Irene: Hurricane Threatening to Become East Coast Storm of a Lifetime
Hurricane Irene is shaping up to become the U.S. east coast storm of a lifetime. Officials say Irene poses an extreme threat to areas from North Carolina to to southern New England through the end of the weekend. The major Category 3 storm has the potential to further strengthen before making landfall, and major metropolitan areas from Norfolk to New York and Boston face a threat of rare storm potency.
As millions of residents up and down the U.S. east coast flocked to grocery stores, stocking up on food staples, batteries, and portable lights and generators, Irene continued to plod toward the Carolinas as a potentially devastating storm. Flights were being canceled in North Carolina and residents were being evacuated from the Outer Banks and other exposed, low-lying coastal areas.
This is everything a hurricane can be, and it's on one of those worse-case tracks for the East Coast, Dennis Feltgen, a spokesman for the National Hurricane Center, told NPR.
States of emergency were declared Thursday from North Carolina and Virginia to New Jersey and New York as officials planned for what was shaping up as an east coast storm for the ages. New Jersey Gov.

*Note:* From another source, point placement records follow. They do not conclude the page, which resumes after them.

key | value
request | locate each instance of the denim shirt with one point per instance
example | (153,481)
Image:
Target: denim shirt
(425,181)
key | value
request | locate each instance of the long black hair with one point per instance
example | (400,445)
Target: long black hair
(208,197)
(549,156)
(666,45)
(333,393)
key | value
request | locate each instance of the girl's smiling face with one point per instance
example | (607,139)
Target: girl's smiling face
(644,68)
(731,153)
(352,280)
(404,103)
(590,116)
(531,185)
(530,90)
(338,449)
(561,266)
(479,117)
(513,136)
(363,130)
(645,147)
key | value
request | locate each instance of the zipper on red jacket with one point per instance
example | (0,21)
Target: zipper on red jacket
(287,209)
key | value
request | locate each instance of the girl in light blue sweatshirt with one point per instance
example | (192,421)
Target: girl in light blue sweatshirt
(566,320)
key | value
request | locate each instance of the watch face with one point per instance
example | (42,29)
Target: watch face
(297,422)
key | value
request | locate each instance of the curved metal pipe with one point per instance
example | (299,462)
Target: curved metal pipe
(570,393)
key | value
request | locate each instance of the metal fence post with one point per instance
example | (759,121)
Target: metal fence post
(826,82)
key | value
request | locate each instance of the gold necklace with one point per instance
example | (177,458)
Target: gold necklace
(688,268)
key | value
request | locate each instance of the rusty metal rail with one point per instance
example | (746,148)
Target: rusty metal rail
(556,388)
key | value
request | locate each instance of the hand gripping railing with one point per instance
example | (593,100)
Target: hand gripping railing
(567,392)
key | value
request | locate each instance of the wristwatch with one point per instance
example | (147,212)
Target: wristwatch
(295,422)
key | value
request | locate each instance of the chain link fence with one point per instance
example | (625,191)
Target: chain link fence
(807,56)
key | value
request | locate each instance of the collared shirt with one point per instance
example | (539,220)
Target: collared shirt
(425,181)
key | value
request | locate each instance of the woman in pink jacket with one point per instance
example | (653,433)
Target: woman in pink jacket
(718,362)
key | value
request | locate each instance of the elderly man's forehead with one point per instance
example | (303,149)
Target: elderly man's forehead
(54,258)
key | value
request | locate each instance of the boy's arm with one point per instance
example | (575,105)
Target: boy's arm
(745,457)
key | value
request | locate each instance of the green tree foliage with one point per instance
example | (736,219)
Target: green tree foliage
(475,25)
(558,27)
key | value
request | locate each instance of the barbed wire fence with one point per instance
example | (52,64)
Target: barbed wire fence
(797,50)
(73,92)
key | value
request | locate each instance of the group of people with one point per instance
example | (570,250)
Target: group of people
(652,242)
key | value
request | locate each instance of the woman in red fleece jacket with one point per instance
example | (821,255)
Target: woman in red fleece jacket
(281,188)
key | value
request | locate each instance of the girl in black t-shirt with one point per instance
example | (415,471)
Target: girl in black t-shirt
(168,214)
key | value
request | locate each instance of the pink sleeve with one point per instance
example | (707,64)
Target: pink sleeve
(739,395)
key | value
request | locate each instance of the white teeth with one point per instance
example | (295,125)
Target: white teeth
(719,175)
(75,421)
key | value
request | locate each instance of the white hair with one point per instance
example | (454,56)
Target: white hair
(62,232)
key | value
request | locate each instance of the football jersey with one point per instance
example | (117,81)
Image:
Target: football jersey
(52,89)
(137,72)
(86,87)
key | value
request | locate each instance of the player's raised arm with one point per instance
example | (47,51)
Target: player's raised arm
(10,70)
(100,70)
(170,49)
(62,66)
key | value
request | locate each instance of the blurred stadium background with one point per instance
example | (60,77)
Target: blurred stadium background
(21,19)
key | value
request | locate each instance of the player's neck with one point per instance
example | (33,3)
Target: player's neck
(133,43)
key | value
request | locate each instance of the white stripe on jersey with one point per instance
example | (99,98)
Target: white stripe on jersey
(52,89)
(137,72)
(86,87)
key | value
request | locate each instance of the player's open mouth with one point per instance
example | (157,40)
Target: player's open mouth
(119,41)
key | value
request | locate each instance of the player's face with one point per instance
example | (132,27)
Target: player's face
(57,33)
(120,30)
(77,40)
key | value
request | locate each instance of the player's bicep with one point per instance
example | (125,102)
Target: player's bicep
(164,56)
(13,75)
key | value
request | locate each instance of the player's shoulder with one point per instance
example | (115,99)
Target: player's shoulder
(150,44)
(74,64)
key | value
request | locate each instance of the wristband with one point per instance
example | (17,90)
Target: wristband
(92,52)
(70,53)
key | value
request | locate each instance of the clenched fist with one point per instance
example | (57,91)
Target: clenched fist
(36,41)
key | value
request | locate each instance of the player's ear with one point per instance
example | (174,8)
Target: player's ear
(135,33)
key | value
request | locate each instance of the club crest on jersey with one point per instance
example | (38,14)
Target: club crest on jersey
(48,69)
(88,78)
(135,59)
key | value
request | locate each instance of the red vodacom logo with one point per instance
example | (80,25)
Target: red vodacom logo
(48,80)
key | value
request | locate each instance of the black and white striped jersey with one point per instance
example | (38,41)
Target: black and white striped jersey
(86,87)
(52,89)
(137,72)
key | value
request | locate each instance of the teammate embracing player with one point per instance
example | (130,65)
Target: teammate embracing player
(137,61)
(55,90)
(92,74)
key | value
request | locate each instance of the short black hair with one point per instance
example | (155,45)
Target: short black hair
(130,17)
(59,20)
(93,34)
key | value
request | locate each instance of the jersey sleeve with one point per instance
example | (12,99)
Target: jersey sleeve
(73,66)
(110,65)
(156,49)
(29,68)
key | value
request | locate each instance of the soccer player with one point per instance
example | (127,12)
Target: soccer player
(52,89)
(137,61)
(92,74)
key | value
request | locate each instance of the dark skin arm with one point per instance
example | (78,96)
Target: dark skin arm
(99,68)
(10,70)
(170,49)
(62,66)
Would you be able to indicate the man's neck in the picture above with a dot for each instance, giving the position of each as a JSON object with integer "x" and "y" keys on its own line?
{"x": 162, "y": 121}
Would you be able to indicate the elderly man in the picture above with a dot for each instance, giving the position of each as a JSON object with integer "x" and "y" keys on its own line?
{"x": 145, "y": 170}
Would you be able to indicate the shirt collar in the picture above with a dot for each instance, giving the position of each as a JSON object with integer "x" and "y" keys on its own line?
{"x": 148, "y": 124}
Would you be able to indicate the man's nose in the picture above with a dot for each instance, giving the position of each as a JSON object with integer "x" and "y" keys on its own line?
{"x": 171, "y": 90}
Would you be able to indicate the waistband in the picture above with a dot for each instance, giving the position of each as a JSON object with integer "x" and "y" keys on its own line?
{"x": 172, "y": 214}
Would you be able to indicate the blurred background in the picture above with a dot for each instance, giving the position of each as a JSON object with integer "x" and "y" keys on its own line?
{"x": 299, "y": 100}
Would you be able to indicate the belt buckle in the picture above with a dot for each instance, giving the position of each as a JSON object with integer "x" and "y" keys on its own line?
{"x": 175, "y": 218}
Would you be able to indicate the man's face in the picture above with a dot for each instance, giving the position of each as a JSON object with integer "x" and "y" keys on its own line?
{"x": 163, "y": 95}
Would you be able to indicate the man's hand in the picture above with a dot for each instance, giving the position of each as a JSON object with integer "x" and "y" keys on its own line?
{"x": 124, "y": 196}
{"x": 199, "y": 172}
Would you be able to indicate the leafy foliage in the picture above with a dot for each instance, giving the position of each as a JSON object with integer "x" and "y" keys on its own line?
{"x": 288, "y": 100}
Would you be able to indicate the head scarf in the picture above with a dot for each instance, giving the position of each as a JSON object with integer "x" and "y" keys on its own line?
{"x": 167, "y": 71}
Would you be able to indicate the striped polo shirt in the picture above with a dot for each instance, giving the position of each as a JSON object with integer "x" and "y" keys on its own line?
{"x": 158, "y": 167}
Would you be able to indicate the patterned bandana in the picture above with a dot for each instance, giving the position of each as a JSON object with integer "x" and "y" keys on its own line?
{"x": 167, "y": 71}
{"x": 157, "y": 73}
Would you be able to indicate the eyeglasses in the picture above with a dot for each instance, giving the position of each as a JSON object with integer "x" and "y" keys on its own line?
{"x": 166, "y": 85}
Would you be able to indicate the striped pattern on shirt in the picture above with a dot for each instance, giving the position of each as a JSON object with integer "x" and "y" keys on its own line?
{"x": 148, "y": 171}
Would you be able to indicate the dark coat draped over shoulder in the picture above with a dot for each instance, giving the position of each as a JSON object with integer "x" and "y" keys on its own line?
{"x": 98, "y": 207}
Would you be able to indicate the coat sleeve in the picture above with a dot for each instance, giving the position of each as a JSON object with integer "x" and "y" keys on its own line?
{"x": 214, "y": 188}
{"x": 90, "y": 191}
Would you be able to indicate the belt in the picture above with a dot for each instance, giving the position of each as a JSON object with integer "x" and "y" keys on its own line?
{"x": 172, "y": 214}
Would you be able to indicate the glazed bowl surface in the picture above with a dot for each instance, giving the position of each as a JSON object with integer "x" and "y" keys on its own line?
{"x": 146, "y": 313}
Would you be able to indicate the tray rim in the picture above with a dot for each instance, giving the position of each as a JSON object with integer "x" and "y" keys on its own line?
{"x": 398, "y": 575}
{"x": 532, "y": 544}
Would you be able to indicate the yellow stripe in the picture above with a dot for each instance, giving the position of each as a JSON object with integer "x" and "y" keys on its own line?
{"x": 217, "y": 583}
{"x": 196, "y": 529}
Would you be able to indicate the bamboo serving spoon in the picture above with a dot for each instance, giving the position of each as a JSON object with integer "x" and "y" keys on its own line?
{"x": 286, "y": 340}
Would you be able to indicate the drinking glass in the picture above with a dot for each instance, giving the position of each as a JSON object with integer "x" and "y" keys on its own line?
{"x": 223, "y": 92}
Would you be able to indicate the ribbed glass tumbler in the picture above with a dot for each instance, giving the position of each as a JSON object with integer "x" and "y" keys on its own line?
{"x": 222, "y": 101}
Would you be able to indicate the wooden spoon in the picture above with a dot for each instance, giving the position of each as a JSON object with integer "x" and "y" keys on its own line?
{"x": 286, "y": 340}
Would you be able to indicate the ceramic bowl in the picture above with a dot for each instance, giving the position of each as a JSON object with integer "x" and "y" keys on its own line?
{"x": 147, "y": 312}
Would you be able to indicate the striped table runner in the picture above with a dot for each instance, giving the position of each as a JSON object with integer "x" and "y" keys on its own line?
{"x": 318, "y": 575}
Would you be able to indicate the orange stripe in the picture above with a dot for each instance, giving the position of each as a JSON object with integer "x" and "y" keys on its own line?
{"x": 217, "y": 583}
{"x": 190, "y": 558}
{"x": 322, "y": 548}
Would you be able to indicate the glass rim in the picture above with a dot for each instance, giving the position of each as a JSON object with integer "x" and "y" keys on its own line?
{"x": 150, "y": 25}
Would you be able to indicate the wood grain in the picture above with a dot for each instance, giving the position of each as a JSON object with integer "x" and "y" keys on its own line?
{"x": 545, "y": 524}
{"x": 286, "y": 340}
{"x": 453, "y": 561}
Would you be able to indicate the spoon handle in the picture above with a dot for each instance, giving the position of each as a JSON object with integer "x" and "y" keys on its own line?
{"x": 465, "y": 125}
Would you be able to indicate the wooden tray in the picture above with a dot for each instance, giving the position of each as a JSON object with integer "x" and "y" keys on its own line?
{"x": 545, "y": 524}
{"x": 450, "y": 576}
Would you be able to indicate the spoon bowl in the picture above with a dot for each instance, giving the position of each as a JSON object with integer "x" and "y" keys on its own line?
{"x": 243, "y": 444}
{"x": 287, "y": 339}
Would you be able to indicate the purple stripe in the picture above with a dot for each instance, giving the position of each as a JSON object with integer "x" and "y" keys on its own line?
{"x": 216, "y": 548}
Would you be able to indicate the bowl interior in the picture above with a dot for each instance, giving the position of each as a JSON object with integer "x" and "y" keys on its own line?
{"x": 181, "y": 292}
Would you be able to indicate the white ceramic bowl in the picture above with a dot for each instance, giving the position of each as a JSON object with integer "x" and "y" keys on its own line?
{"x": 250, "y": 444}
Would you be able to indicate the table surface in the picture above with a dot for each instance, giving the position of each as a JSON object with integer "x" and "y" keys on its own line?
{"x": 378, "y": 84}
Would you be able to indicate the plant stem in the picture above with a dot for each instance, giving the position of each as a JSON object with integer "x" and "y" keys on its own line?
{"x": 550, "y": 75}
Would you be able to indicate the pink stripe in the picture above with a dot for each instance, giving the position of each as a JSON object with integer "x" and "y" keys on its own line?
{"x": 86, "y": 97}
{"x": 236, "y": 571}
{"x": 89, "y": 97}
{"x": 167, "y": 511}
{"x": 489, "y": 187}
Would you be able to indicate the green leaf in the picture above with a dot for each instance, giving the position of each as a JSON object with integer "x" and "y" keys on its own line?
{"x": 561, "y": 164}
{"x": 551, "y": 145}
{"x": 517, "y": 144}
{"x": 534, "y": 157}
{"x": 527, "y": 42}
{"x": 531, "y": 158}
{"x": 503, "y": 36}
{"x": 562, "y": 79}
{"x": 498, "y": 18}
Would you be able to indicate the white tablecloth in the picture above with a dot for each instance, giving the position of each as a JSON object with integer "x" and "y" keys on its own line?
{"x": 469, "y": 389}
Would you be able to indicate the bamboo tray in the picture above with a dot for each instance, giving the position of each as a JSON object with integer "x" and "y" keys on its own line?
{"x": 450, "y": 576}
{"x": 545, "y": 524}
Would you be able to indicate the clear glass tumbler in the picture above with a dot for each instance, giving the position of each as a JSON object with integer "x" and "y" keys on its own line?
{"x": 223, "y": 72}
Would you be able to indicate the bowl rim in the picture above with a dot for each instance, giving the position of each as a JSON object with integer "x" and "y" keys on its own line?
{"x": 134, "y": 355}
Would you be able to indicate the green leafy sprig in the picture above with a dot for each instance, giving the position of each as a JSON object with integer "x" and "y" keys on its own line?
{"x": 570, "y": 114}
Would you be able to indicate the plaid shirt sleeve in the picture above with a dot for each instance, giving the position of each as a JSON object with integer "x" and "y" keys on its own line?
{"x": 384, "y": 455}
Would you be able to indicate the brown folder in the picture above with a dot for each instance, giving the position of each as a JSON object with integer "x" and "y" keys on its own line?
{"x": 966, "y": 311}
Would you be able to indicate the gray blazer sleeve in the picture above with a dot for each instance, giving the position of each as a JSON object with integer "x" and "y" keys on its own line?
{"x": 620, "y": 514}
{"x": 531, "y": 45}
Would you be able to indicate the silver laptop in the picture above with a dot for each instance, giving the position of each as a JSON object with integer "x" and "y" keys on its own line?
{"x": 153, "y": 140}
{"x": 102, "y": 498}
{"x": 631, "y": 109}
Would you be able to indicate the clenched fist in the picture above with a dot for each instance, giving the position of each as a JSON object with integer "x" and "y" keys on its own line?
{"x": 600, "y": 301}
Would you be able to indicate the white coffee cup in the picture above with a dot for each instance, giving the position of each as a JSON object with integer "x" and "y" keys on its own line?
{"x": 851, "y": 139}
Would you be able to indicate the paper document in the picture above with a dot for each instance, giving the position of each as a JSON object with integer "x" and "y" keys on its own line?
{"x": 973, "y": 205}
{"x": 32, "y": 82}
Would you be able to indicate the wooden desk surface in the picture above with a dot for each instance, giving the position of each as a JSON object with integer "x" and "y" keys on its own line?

Chris Christie called approaching Hurricane Irene a serious, significant event.
Irene, packing winds in excess of 115 miles per hour with hurricane force winds extending far from the eye, is threatening to become the first major hurricane to hit the East Coast since Wilma struck Florida in 2005. Hurricane Ike was the last storm to make U.S. landfall, in 2008. And Irene is no small matter, powerful in size and force.
North Carolina was under a hurricane watch late Thursday, and emergency officials were expanding evacuation orders to include more than 200,000 tourists and locals in three coastal communities in the Outer Banks.
Major Hurricane Irene poses an extraordinary threat and is one that no one has yet experienced from North Carolina to the mid-Atlantic to the Northeast to New England, the Weather Channel said.
Irene will make its closest approach to North Carolina by late Friday night and heavy rainfall is possible as far west as central North Carolina and north-central South Carolina. The storm is likely to remain at Category 2 strength or stronger by Sunday as it moves up the east coast, possibly making a direct hit in New York City, America's largest metropolitan area.
The last big hurricane to hit New York was in 1938, when a Category 3 storm struck Long Island.
But that historic event could be rivaled by Irene, poised to arrive in the northeast by late Sunday at hurricane force, with winds possibly in excess of 100 miles per hour. Major metropolitan areas like New York are facing threats of flooding, downed trees and power lines and major power outages.